October 4, 2016

When the Sense of the Letter of the Word is delightful, but the Internal Sense Undelightful

From  Apocalypse Explained ~ Emanuel Swedenborg
And the voice which I heard from heaven again spake with me, and said, Go, take the little book that is open in the hand of the angel that standeth upon the sea and upon the earth. And I went unto the angel, saying unto him, Give me the little book. And he said unto me, Take and eat it up; and it shall make bitter thy belly, but in thy mouth it shall be sweet as honey. And I took the little book out of the hand of the angel and ate it up; and it was in my mouth like honey, sweet. And when I had eaten it my belly was made bitter.  (Revelation 10:8-10)
When the sense of the letter of the Word is delightful,
but the internal sense, in which are the truths themselves, it was undelightful
.

It is to be known that the understanding of the Word perishes in the church by degrees, as the man of the church from internal becomes external; and from internal he becomes external as he falls away from charity, consequently as he falls away from the life of faith.

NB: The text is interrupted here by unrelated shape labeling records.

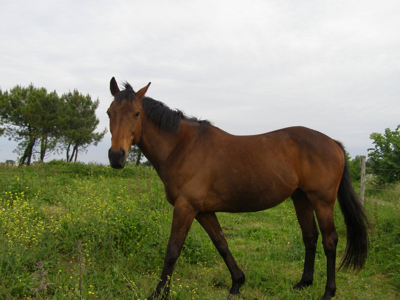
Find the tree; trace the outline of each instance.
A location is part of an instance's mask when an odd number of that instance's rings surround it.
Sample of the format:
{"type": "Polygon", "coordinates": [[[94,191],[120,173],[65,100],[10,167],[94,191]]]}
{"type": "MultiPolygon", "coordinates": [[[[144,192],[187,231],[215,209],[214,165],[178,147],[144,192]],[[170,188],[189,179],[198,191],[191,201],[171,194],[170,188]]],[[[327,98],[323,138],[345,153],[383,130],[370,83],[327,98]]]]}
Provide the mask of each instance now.
{"type": "Polygon", "coordinates": [[[349,166],[350,177],[353,182],[358,181],[361,179],[361,168],[360,165],[360,156],[356,155],[353,159],[351,159],[350,154],[346,151],[346,159],[349,166]]]}
{"type": "Polygon", "coordinates": [[[135,165],[138,166],[140,164],[140,160],[142,159],[142,151],[136,145],[130,147],[129,152],[128,154],[126,160],[128,162],[135,162],[135,165]]]}
{"type": "Polygon", "coordinates": [[[369,160],[372,171],[381,184],[400,181],[400,125],[392,131],[390,128],[385,133],[374,132],[370,136],[374,148],[368,149],[369,160]]]}
{"type": "Polygon", "coordinates": [[[92,102],[89,94],[84,96],[76,89],[63,94],[60,98],[65,112],[62,122],[62,136],[67,161],[71,162],[74,158],[76,162],[78,152],[86,150],[90,145],[97,145],[107,130],[94,132],[99,122],[95,113],[99,105],[98,99],[92,102]]]}
{"type": "Polygon", "coordinates": [[[47,149],[55,147],[58,100],[55,91],[48,94],[44,88],[32,83],[28,87],[16,85],[9,93],[0,91],[0,122],[6,125],[3,131],[9,138],[19,142],[14,152],[21,156],[21,164],[30,163],[38,141],[42,160],[47,149]]]}

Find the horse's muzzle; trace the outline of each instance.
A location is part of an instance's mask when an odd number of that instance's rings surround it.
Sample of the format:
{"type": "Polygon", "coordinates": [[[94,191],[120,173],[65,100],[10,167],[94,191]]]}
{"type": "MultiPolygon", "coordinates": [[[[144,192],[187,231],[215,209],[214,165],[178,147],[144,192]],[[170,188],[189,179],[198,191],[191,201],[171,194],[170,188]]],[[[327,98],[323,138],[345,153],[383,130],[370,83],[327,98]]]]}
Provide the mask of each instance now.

When the man of the church is such he may, indeed, take delight in reading the Word, but yet he takes no delight in the truth itself, which belongs to the interior sense of the Word; for it is the life itself of faith, which is charity, that produces the affection of interior truth and makes it delightful. Therefore the Word as to the sense of the letter may be loved, but for the reason that it can be drawn over to confirm the falsities arising from the love of self and of the world, for such is the Word in the letter.


From this it comes that in the end of the church there is scarcely any understanding of truth. Truths from the Word are indeed then spoken with the mouth, but yet there is no idea of truth. It has been granted me to test whether this is so in the case of many in the spiritual world, and it was found that although, so far as they had spoken from the Word they had spoken truths, yet they had no understanding of them; thus they were like empty vessels and like tinkling bells, speaking only from such things as they drew forth from the memory, and not at all from any perception of the understanding. When man is such he cannot inwardly possess anything celestial or spiritual, but only what is natural, from the body and the world, and when this is separated from what is celestial and spiritual it is infernal. From this it can be seen what is meant ... by the little book given to John to eat being in his mouth sweet as honey, but that his belly was made bitter from.